Jojo Rabbit

Jojo Rabbit
★★★☆☆

La utilización de la figura de Adolf Hitler como elemento subversivo en una película quizá impactara a los espectadores que a principios de los 40’s acudieron a ver Ser o no ser, de Ernst Lubitsch. Su inesperada incursión en el musical de Mel Brooks, Los productores tal vez también pillara por sorpresa al público de finales de los 60’s. Hoy en día, y en el caso concreto de Jojo Rabbit, la película que nos ocupa, dicho recurso puede verse más como un intento de generar un debate ajeno a la propia obra cinematográfica que como una decisión creativa más o menos acertada de su director y guionista, Taika Waititi. El cineasta neozelandés, que además se reserva el papel del genocida en el filme, adapta libremente la novela de la estadounidense Christine Leunens, El cielo enjaulado desde una perspectiva satírica, que le permite ridiculizar el nazismo, pero sin perder nunca de vista el dramatismo que subyace en el sustrato literario. Es esta evidente dualidad la que termina por lastrar y plagar de inconsistencias una cinta que lejos de dividir a la audiencia corre siempre el riesgo de convertirse en un pasatiempo intrascendente.

Las desventuras del pequeño Johannes ‘Jojo’ Betzler (Roman Griffin Davis) se nos presentan en el primer acto como si de una disparatada sátira ambientada en un campamento de las juventudes hitlerianas rodado por Wes Anderson se tratara. La relación entre el niño y su idolatrado mejor amigo imaginario polariza un arranque en el que el fanatismo se nos muestra como una lacra en un mundo gobernado por el odio y la sinrazón.

Apoyado en el vivaz score de Michael Giacchino y en la colorista fotografía de Mihai Malaimare Jr. el director integra los dos mundos que conviven en la mente de su joven protagonista al tiempo que nos presenta todas las realidades a las que Jojo debe enfrentarse en su día a día.
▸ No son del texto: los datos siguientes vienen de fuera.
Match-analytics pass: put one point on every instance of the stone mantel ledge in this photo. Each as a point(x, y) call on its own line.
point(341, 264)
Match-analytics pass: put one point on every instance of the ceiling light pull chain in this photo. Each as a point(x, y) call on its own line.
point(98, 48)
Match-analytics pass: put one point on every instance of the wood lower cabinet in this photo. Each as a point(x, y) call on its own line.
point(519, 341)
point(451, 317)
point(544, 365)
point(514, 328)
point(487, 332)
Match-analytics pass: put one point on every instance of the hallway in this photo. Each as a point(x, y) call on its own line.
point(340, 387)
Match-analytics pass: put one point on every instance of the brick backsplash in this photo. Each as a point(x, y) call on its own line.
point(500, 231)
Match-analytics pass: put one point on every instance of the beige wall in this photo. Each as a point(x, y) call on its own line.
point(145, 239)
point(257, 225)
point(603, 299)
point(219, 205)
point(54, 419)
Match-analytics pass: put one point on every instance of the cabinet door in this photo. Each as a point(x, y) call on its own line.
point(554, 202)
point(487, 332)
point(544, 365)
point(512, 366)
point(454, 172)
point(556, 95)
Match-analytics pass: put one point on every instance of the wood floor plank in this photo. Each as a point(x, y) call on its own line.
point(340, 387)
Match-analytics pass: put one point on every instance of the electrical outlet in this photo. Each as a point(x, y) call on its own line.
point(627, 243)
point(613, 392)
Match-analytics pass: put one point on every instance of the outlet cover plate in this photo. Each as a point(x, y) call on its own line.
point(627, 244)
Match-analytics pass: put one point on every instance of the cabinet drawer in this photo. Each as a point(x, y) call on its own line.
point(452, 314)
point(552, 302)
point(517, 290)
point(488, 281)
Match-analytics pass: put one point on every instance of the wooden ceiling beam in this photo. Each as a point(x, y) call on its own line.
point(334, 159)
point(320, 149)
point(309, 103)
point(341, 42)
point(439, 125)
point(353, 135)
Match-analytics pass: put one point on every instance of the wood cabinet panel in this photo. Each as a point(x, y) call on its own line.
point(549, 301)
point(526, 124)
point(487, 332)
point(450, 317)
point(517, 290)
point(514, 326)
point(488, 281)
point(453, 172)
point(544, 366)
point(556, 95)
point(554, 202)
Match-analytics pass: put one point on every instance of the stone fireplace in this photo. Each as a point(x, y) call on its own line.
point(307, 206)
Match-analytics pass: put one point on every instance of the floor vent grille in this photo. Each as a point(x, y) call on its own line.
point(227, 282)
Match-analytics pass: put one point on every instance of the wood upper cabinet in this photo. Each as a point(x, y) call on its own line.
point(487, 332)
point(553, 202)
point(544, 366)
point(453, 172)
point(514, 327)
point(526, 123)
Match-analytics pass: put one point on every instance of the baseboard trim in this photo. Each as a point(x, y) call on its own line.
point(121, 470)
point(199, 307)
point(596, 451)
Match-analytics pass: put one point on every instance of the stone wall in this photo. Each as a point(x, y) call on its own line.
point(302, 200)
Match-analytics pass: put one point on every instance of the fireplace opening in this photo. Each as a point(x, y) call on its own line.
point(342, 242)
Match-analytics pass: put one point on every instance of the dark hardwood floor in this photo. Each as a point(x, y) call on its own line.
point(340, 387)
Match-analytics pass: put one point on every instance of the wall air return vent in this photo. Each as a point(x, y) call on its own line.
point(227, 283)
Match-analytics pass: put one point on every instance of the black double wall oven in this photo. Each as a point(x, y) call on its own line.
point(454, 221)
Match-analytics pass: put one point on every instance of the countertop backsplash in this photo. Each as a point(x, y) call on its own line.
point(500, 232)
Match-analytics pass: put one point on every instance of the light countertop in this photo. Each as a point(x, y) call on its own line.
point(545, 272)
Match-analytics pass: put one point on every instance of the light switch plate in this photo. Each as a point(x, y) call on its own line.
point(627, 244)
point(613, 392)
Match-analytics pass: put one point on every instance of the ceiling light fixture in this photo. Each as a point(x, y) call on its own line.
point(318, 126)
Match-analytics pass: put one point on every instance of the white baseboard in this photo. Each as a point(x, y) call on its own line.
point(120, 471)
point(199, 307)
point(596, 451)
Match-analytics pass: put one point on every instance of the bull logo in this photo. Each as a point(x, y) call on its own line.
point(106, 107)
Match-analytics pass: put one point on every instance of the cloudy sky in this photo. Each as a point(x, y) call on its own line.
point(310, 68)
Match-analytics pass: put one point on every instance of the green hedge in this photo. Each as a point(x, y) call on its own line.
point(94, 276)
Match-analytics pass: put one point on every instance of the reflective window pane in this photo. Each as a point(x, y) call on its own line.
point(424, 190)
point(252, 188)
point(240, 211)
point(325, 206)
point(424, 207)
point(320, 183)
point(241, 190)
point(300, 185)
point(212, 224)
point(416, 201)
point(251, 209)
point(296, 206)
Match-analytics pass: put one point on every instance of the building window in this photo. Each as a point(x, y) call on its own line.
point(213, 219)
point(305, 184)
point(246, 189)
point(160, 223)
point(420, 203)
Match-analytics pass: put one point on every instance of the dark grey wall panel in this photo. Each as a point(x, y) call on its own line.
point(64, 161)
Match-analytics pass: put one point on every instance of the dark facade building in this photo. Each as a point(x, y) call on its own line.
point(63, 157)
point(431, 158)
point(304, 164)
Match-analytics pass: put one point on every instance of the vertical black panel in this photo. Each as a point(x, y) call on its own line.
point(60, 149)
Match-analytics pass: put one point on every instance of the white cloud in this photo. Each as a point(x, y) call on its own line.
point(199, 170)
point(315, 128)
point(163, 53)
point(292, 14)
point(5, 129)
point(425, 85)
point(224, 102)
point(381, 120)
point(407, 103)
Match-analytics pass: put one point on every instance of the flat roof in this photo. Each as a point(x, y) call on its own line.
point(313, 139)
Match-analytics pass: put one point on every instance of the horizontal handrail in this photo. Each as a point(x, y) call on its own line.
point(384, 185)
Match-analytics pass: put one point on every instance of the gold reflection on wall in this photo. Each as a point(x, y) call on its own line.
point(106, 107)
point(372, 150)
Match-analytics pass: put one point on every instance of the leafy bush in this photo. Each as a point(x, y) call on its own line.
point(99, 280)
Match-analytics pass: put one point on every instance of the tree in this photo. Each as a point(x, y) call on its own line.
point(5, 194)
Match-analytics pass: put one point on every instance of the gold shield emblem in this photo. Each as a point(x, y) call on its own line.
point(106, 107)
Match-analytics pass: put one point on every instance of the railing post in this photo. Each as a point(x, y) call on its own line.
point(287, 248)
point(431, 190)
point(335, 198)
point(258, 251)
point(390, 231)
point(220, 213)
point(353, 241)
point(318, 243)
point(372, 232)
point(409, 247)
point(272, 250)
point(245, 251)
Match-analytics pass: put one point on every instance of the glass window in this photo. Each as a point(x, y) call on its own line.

Especialmente su ámbito familiar. La relación con su madre Rosie (Scarlett Johansson) centra el segundo acto de una película que abandona progresivamente la burla para convertirse en un relato de crecimiento personal en el que el amor debe vencer al odio xenófobo. Este coming of age romántico gana en lo interpretativo gracias a la presencia de las dos figuras femeninas que terminarán por marcar a Jojo: Scarlett Johansson y Thomasin McKenzie (No dejes rastro), pero al mismo tiempo la película comienza a perder entidad e identidad, virando hacia un relato mucho más clásico y previsible con el Holocausto como trasfondo. La apuesta por el drama afecta en último término al tono del filme en su conjunto: la fotografía adopta tonos más fríos y, pese a que aquí se encuentran los instantes con mayor carga poética (esos planos de los tejados abuhardillados), también pervive un molesto tufillo a impostura. Una afectación buscada tanto para conmover al espectador como para redimir a alguna que otra cara conocida presente en el reparto y que se termina de concretar con la elección del cierre musical que antecede a los créditos finales.